The world of natural dyeing starts with indigo. This amazing natural extract is one of the oldest dyes that natural dyers have depended on. It has been commonly used by our ancestors in Mesopotamia. Its ability to bind to the fiber makes it one of the best substantive dyes as well.

It is important to note that there are various forms of indigo. Yet the most common one is harvested from the Indigofera plant, native to the Indian subcontinent. The process of harvesting and fermenting the plant’s leaves is quite complex. Yet the result is always amazing as indigo is a rich and vibrant color. Natural dyers often describe it as a mixture of blue, violet, and dark blue with purplish tones.

Indigo is one of the best natural dyes that don’t need a mordant. If you want to achieve this wonderful color in your dyeing sessions, make sure that you have the best form of natural indigo in your dyeing arsenal.

2. Black Walnut Hull Powder

black walnut hull powder

Black walnut hull powder is another natural extract that is high in tannin. Natural dyers who harvest walnuts often see that the dye stain remains on their hands for a long time. That’s because the walnut dye is tannin-rich, making it a viable option for dyeing sessions without a mordant. Today, we know that the most influential painters like Rembrandt and Leonardo da Vinci used walnut hull dye as it can also be used to make ink. In the past, walnut hull dye was used to dye hair and beard. 

Most natural dyers today depend on the powder obtained from black walnut hulls to get more earthen tones. Those who look for warmer brown shades prefer this very natural dye as it is easy to use and does not need a mordant.
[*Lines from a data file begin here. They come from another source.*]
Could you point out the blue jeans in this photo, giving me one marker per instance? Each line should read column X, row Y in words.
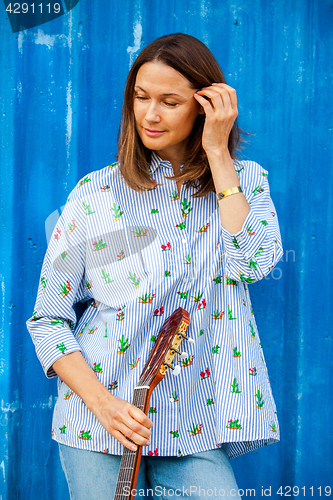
column 94, row 475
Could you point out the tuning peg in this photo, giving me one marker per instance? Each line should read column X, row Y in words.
column 183, row 355
column 176, row 370
column 191, row 341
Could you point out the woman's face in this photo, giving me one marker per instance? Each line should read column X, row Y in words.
column 165, row 110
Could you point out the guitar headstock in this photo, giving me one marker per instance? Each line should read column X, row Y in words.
column 167, row 344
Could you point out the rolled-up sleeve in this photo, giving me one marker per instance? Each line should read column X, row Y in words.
column 52, row 323
column 252, row 252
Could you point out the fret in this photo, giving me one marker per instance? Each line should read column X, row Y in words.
column 150, row 375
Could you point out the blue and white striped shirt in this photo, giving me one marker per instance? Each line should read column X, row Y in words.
column 135, row 258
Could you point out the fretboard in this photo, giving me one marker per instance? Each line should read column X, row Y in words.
column 130, row 461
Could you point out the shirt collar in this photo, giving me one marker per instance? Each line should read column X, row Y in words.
column 157, row 162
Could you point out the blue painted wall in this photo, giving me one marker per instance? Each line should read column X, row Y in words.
column 61, row 86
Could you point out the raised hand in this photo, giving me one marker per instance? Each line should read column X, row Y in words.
column 219, row 103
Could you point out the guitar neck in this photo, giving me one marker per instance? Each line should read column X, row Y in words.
column 130, row 462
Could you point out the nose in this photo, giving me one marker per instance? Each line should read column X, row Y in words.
column 152, row 113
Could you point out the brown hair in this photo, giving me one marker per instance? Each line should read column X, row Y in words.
column 194, row 61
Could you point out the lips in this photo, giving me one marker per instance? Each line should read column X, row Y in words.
column 153, row 133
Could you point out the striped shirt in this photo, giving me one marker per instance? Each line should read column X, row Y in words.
column 135, row 257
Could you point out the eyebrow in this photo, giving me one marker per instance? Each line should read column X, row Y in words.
column 164, row 95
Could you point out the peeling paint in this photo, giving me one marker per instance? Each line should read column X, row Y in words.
column 137, row 33
column 43, row 39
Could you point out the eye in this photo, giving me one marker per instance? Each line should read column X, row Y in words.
column 141, row 98
column 171, row 104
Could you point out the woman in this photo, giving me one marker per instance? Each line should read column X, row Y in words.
column 176, row 222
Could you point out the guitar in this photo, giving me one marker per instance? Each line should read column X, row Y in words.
column 159, row 361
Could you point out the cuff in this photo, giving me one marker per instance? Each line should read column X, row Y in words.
column 246, row 242
column 55, row 346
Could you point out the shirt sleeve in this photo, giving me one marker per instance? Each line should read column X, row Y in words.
column 53, row 317
column 252, row 252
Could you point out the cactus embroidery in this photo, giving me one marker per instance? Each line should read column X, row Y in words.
column 205, row 374
column 65, row 289
column 218, row 314
column 87, row 208
column 134, row 364
column 273, row 426
column 234, row 387
column 134, row 280
column 71, row 226
column 146, row 298
column 123, row 345
column 99, row 245
column 230, row 313
column 233, row 424
column 230, row 281
column 159, row 312
column 236, row 353
column 174, row 397
column 117, row 213
column 258, row 190
column 245, row 279
column 166, row 247
column 218, row 279
column 68, row 395
column 62, row 348
column 235, row 242
column 182, row 295
column 140, row 231
column 187, row 362
column 187, row 259
column 260, row 401
column 97, row 368
column 196, row 297
column 113, row 386
column 106, row 277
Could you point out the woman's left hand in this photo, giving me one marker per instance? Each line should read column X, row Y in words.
column 221, row 113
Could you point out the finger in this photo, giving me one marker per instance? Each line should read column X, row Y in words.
column 134, row 426
column 124, row 441
column 134, row 434
column 140, row 417
column 232, row 93
column 206, row 105
column 218, row 98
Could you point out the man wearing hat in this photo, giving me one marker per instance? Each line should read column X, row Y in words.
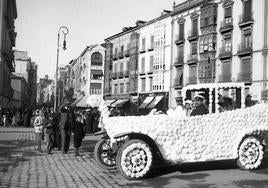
column 200, row 108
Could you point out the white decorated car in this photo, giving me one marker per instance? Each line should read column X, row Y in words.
column 133, row 143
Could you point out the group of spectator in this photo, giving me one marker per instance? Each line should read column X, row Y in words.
column 57, row 127
column 15, row 117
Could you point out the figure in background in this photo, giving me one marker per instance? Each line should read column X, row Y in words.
column 38, row 126
column 200, row 107
column 78, row 129
column 66, row 121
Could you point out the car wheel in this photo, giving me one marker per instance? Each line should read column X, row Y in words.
column 134, row 159
column 104, row 155
column 250, row 153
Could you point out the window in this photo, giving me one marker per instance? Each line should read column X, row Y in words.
column 227, row 43
column 181, row 31
column 121, row 88
column 143, row 44
column 127, row 87
column 151, row 63
column 115, row 89
column 194, row 48
column 143, row 85
column 143, row 65
column 152, row 41
column 247, row 10
column 151, row 83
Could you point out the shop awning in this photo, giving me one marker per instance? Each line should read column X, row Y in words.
column 146, row 102
column 98, row 72
column 119, row 103
column 109, row 102
column 156, row 100
column 76, row 101
column 83, row 102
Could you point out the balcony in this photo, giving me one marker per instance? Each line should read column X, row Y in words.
column 192, row 80
column 180, row 39
column 151, row 47
column 121, row 74
column 179, row 62
column 142, row 50
column 178, row 83
column 127, row 53
column 225, row 78
column 115, row 56
column 225, row 53
column 192, row 59
column 226, row 25
column 244, row 77
column 244, row 49
column 126, row 74
column 115, row 75
column 121, row 55
column 192, row 35
column 245, row 20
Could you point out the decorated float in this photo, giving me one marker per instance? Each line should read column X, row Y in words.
column 132, row 144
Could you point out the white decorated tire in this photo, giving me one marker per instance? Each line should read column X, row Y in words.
column 134, row 159
column 250, row 153
column 104, row 155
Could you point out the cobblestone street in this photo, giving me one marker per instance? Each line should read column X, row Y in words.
column 22, row 166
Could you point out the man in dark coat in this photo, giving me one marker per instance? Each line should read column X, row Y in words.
column 200, row 108
column 66, row 122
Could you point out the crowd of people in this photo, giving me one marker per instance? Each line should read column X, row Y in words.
column 56, row 128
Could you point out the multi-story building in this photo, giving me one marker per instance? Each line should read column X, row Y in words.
column 121, row 74
column 154, row 63
column 220, row 41
column 8, row 13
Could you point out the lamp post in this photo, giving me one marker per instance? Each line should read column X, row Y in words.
column 65, row 31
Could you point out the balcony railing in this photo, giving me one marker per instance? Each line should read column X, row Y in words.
column 142, row 49
column 244, row 49
column 151, row 47
column 126, row 74
column 179, row 61
column 179, row 39
column 245, row 19
column 121, row 55
column 244, row 77
column 127, row 53
column 192, row 35
column 192, row 58
column 115, row 75
column 225, row 78
column 120, row 74
column 192, row 80
column 226, row 25
column 225, row 53
column 115, row 56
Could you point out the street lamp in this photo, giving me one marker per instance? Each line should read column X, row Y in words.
column 65, row 31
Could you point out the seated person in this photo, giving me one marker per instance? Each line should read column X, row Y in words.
column 200, row 107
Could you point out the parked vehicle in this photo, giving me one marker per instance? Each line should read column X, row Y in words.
column 234, row 131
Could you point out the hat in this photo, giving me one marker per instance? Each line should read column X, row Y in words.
column 188, row 102
column 199, row 96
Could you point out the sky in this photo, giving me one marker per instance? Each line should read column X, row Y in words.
column 89, row 22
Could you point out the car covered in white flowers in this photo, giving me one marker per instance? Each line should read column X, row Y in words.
column 134, row 143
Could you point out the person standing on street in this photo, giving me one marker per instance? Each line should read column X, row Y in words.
column 79, row 132
column 65, row 126
column 38, row 126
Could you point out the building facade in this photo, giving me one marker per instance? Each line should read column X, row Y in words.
column 154, row 63
column 8, row 13
column 219, row 41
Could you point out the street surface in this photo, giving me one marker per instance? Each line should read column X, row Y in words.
column 22, row 166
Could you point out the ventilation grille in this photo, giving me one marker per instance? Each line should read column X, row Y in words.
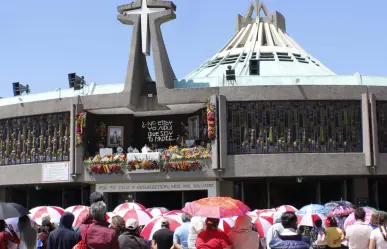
column 243, row 57
column 215, row 62
column 300, row 59
column 266, row 57
column 284, row 57
column 230, row 59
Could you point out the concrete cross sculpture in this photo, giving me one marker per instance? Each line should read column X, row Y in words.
column 146, row 16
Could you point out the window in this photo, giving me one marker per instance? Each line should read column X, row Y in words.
column 266, row 127
column 193, row 128
column 34, row 139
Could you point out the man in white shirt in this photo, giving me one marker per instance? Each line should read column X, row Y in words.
column 195, row 227
column 358, row 235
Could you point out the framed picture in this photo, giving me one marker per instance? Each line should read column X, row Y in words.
column 193, row 128
column 115, row 136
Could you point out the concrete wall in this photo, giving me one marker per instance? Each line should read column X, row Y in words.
column 324, row 164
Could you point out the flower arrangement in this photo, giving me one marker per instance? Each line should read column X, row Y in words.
column 101, row 130
column 143, row 164
column 182, row 166
column 107, row 165
column 184, row 159
column 80, row 122
column 211, row 121
column 176, row 153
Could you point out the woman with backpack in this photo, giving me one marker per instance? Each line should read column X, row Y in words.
column 318, row 235
column 378, row 239
column 334, row 235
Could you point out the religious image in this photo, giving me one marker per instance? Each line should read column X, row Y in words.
column 115, row 136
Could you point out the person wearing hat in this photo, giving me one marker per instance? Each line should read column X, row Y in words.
column 130, row 238
column 88, row 219
column 163, row 238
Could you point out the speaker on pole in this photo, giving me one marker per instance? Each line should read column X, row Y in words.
column 18, row 89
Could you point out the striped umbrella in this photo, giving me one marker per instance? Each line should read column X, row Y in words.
column 143, row 217
column 341, row 211
column 72, row 209
column 226, row 224
column 286, row 208
column 262, row 225
column 157, row 211
column 315, row 208
column 217, row 207
column 128, row 205
column 36, row 214
column 155, row 224
column 351, row 218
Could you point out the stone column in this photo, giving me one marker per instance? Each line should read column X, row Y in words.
column 374, row 130
column 360, row 189
column 76, row 152
column 366, row 130
column 222, row 134
column 3, row 195
column 215, row 143
column 226, row 188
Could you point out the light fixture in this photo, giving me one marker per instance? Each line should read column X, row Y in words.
column 18, row 89
column 75, row 81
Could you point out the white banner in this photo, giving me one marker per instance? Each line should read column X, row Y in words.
column 55, row 172
column 210, row 186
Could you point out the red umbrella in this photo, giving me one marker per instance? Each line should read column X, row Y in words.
column 143, row 217
column 157, row 211
column 286, row 208
column 129, row 205
column 226, row 224
column 262, row 225
column 216, row 207
column 72, row 209
column 155, row 224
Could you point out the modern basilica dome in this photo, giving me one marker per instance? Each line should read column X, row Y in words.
column 260, row 46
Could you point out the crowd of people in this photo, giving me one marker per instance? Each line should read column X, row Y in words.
column 95, row 232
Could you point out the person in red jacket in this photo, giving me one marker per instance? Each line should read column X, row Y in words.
column 6, row 237
column 97, row 234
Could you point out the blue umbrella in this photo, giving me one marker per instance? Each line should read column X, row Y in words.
column 316, row 209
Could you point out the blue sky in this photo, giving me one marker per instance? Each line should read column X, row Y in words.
column 42, row 41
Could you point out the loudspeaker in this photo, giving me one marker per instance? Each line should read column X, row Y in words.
column 18, row 89
column 254, row 67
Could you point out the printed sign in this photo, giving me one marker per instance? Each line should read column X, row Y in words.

While the hull powder does serve as a natural binding solution, using a mordanting substance can help you achieve darker brown tones as well. 

3. Oak Gallnuts

oak galnut

Oak gallnuts are one of the best sources for natural mordants. They have an incredible amount of tannin as well. That’s why they are not only great as substantive dyes, but they are also great to use in the mordanting process. Oak gallnut powder will ensure that the natural dyers achieve sharper tones when used on cellulose fibers. It is possible to see the use of oak galls in eco-printing as well. 

4. Quebracho

Quebracho refers to a tree species that are native to South America. And the word quebracho in Spanish means “axe breaker” as the species are known for their firm and durable structure. 
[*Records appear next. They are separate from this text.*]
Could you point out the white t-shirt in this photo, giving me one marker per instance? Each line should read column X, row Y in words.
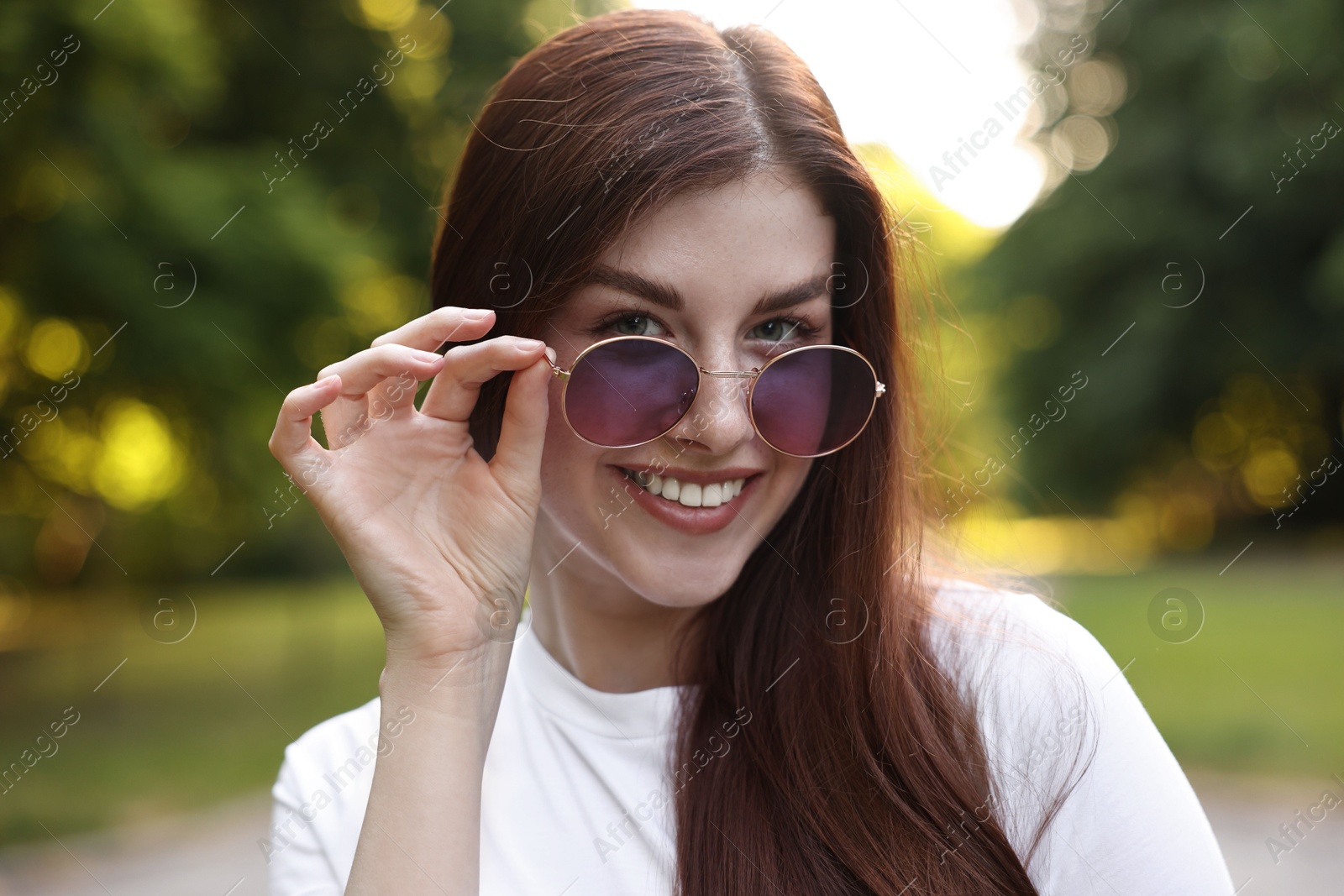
column 577, row 795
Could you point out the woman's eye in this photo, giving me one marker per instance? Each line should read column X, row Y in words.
column 777, row 331
column 635, row 325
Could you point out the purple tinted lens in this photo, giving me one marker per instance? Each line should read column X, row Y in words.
column 813, row 401
column 629, row 391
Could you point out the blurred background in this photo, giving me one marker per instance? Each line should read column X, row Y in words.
column 1139, row 403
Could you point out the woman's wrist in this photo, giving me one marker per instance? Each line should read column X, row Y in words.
column 467, row 688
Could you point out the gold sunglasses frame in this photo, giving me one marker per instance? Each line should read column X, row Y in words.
column 753, row 375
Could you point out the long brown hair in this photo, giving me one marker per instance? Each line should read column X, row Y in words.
column 860, row 762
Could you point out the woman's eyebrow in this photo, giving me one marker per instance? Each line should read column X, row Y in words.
column 669, row 297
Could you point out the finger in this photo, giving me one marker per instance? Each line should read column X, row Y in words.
column 363, row 371
column 292, row 441
column 441, row 325
column 454, row 392
column 517, row 457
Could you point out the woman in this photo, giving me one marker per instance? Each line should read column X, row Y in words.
column 737, row 671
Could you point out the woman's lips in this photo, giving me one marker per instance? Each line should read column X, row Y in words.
column 690, row 520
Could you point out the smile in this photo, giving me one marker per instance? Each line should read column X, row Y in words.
column 701, row 506
column 685, row 493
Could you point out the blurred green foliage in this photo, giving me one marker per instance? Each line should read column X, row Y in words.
column 1195, row 277
column 181, row 244
column 186, row 723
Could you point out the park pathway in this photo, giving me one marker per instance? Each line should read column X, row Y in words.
column 215, row 853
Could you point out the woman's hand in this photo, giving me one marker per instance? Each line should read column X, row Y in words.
column 440, row 540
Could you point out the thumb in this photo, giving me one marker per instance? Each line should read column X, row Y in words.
column 517, row 457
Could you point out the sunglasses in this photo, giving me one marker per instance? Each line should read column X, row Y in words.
column 631, row 390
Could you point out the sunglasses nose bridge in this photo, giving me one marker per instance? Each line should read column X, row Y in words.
column 711, row 414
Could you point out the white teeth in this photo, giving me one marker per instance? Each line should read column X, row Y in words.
column 692, row 493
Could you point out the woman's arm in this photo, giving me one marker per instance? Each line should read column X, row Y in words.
column 440, row 539
column 423, row 826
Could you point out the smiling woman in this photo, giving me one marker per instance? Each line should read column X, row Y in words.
column 703, row 474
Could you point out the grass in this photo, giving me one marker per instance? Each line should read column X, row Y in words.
column 181, row 726
column 1258, row 688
Similar to its hardness, the amount of tannin in these trees is incredibly high. After chipping and cooking the logs, the quebracho powder comes with at least 60% tannin. The incredibly high level of tannin makes it one of the best natural dyes as well. This allows the natural dyer to skip the mordanting process. 
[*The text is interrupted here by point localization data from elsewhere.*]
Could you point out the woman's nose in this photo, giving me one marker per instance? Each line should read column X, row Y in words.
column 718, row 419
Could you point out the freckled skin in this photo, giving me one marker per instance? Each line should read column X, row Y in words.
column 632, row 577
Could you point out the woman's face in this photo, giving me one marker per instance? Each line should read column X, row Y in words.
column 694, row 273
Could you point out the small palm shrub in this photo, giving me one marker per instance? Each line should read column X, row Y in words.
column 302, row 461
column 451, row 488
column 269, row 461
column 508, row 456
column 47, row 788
Dyeing with quebracho will often create golden browns and brown reds. Yet the extract, which is quite rich in tannin, can also be used with alum mordant. While that is not essential, using an alum substance will result in brighter colors. 


Can you dye fabrics without a mordant?

natural dyes that don't need mordant

Yes, as we mentioned above, there are natural dyes that can be used on cellulose fibers without mordanting. The organic extracts above are great for dyeing without binding solutions. You will see that the colors occur quite naturally when using these dyes. The amount of tannin within them is immense, making them capable of retaining their color on natural fibers.

If you do not have any alum available or wish to avoid other methods for environmental concerns, consider using natural dyes above they bite into the fiber and retain their color for a long time.


It is indeed important to follow the base instructions of the dyeing and mordanting process. But the world of natural dyeing encourages us to experiment and get creative. You will often see that the results are never the same even if you use the right ingredients in every dyeing session. That’s the very reason why dyeing with natural extracts is thrilling.

Moreover, not having enough materials for mordanting should not stop you as well. As we have covered in this guide, the world of dyes is rich and has room for freedom and experimentation. Try dyeing those natural fibers of your and achieve the most wonderful tones that will make you proud of your project.